Por: Juan José De Haro Reyna (r.i.p.)
Segunda de cinco partes (2/5)
Estalló la Segunda Guerra Mundial y la industria militar abrió nuevas y muchas fuentes de trabajo, sobre todo bien remuneradas. Millones de jóvenes estadounidenses y de otras naciones, sobre todo latinoamericanos, fueron enviados al campo de batalla, solteros y casados y por consecuencia muchas mujeres solas en busca de consuelo, cosas de la guerra.
Tuve la oportunidad de ir a la escuela. Pasó el tiempo y terminó la guerra, quienes tuvieron suerte regresaron, con ellos florecieron otro tipo de negocios como los salones de baile donde se escuchaba música de Glen Miller, entre otros.

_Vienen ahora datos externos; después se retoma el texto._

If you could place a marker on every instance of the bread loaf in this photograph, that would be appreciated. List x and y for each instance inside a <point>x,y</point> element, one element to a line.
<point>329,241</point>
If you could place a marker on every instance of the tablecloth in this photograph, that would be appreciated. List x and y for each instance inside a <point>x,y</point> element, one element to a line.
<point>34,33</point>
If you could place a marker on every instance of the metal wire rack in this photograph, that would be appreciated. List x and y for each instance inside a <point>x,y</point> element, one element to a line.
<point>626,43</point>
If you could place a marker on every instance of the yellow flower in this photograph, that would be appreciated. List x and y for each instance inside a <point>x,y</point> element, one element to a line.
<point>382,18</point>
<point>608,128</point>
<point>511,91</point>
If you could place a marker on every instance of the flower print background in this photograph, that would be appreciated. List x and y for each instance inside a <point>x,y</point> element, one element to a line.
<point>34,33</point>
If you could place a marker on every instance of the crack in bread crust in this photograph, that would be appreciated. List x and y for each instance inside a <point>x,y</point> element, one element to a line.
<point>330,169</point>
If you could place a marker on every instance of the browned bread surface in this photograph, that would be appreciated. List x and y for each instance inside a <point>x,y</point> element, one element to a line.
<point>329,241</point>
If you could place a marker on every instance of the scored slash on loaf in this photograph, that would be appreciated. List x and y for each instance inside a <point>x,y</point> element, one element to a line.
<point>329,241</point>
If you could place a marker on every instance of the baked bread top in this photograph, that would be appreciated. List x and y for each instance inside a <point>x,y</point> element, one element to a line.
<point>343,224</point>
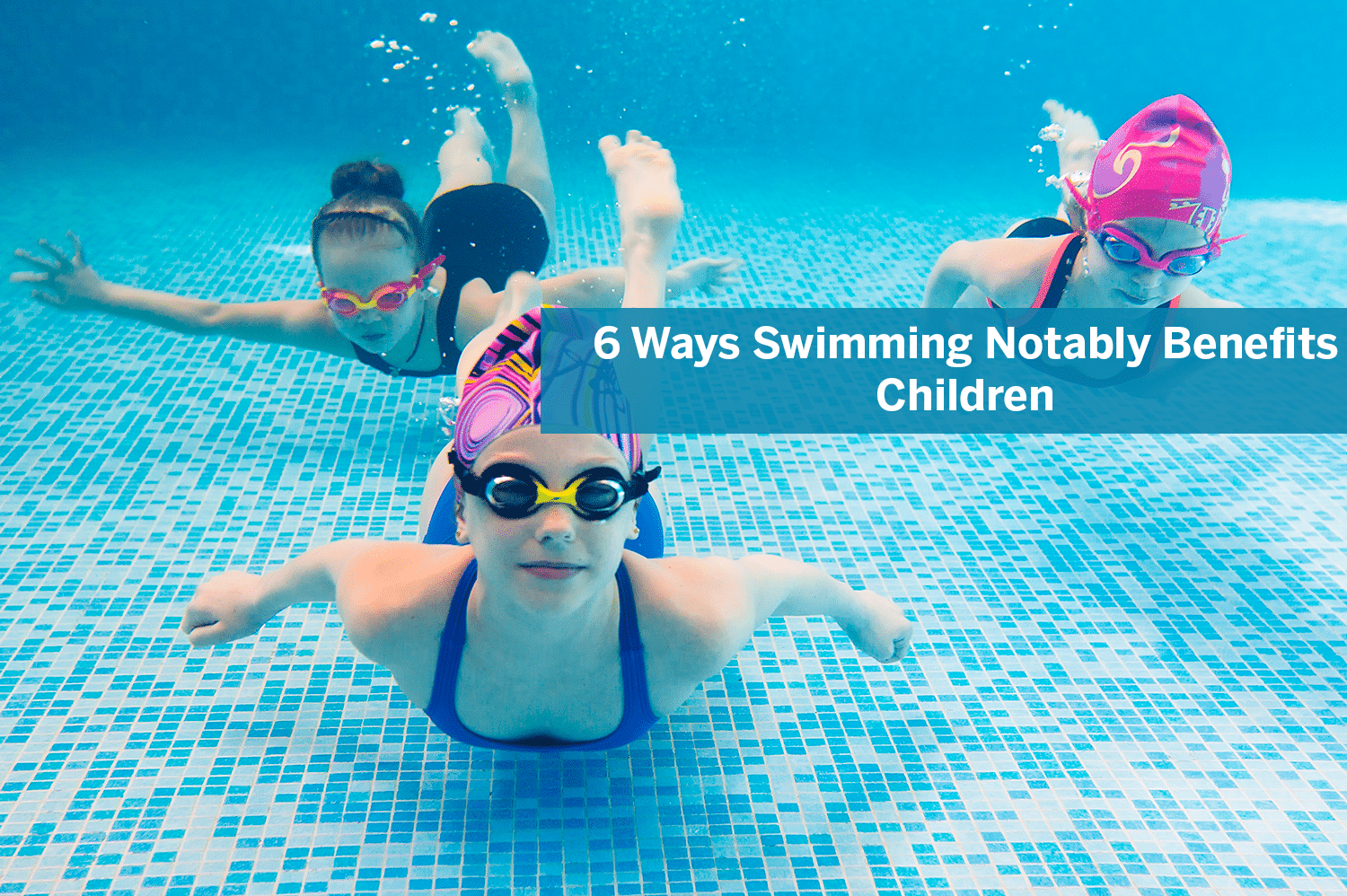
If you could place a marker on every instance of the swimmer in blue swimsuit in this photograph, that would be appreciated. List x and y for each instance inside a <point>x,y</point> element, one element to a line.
<point>1134,242</point>
<point>379,302</point>
<point>543,632</point>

Yo trabajé en una fábrica de partes de aviones, quizá eso me salvó de ir al frente de guerra. Debido a que disminuyó la necesidad de producción de la fábrica o también a que se daba preferencia a los nativos estadounidenses que volvían para darles ocupación, fuimos muchos los desplazados de nuestro trabajo. Ahora me encontraba sin ocupación después de tantos años, esto motivó que prendiera en mí el deseo de regresar a mi pueblo de origen: Acaponeta, por unos días.
Salí a Tijuana, ahí me enteré que los trabajos carreteros estaban en un ochenta por ciento de avance, la anhelada comunicación terrestre México-Nogales iba con muy buen ritmo de avance, sólo faltaban algunos tramos y casi todos los puentes sobre los ríos y arroyos. La distancia entre Tijuana y Acaponeta, la hice en cinco días, ya en carro, ya en ferrocarril. El último tramo lo hice en ferrocarril Culiacán-Acaponeta, en éste medio de comunicación no hubo detención alguna, tenía todos sus puentes perfectamente en buen estado.
A mi pueblo de Acaponeta llegué por la noche, a las nueve, la estación estaba llena de vida, era un ir y venir de gente que se iba y de gente que llegaba, de curiosos, de cargamaletas, de vendedores ambulantes que lo hacían con Tacos y Tamales, y sobre todo con ramilletes de Gardenias. Después me enteré de que por esto se le conocía a Acaponeta como la ciudad de las Gardenias, ésta se producía casi en forma silvestre tanto en el campo como en los jardines de todas las casas.
La máquina de vapor del tren se abastecía de agua en un gran tanque elevado que estaba ahí mismo en la estación, al pié de éste se encontraban las mesas en las que se vendían pozole y tamales, en otra tacos y tostadas y también las de las gorditas con pollo, todas bien iluminadas con las grandes cachimbas de petróleo.
Uno de los maleteros me llevó al Hotel Royal, situado en el centro de Acaponeta, en donde después de registrarme y que me dieran la llave de mi habitación, me tumbé en la cama muy cansado por los cinco días de viaje, por fin pude estirarme cuan largo soy, cuando desperté eran casi las diez de la mañana, después de darme un buen baño salí de la habitación para enterarme de que en el hotel no se daba servicio de restaurant, pero que fuera al mercado, me fui para allá, solo caminé una cuadra y en una de las varias fondas comí a placer y sobre todo muy barato, luego recorrí el lugar, por un lado todas las carnicerías, las que a esa hora estaban vacías, la venta del producto era en la madrugada, iniciaban a la una de la mañana y terminaban a eso de las siete horas, luego por la otra calle se expendían los productos del mar, en el interior se encontraba la venta de menudo, gorditas y café, ponches calientes, también la venta de ropa, cobijas, telas, ollas, tinas pan, miel de enjambre, quesos, semillas etc. Y en uno de los puestos que atendía un señor al que le decían “El Rascalero” se expendían jugos de naranja, chocomilks, y sobre todo, refrescos de hielo raspado, rascado decía la gente, de diferentes sabores.